I'm new to photography and i'm trying to learn a technique for a certain picture that i want to take and any help would be appreciated. I want my subject to be kneeling down and praying while i have a shorter person hidden behind this subject out of the camera's view, moving thier arms up and down to make it look like the main subject has wings. I know that i should be taking the picture during a slow exposure but im not exactly sure what that means... since i am so new at this that im not aware of phtography terms. Also what apeture and shutter speed would be best to perform this type of picture? I am using a Minolta hi-matic s7 camera from the 60's and it takes great pictures but i'm really interested in learing how i can create this paticular effect. Any help would be greatly appreciated. Thanks in advance.


----------



## Rob (Jan 29, 2006)

Well, as you've said, a long shutter speed is the key.
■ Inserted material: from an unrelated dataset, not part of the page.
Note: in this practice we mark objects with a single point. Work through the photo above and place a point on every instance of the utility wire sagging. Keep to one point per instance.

If you're shooting indoors perhaps in a church, then there won't be much light anyway.

Choose a narrow aperture, say f11-f22 rather than a wide one like f2.8 as this will make focussing less critical and extend the exposure.

Use low ISO film like 100 as this also will lengthen the exposure.

I would guess that you'll be wanting an exposure in the region of 1/30th of a second to 1s in length, as any shorter and it'll not do the wings, and any longer and the wings will disappear.

Don't forget that at these speeds you'll need to be on a tripod, and no flash as this'll freeze it.

Good luck, we'll look forward to seeing your results.

Rob


----------



## VersaStyleGraphics (Jan 29, 2006)

ok that sounds about good but the only thing is that im actually using an iso of 400, would this still be possible or no? and what does long exposure mean? does it mean i need to hold the button down for so many seconds or something else?


----------



## VersaStyleGraphics (Jan 29, 2006)

anyone that can help me? .. im running out of time to get this done. any help is appreciated. sorry for the rush.


----------



## Rob (Jan 29, 2006)

VersaStyleGraphics said:
			
		

> ok that sounds about good *but the only thing is that im actually using an iso of 400*, would this still be possible or no? and what does long exposure mean? does it mean i need to hold the button down for so many seconds or something else?



Why?

It'll probably work fine at 400, as long as the exposure is sufficiently long, which depends on the lighting.

Rob


----------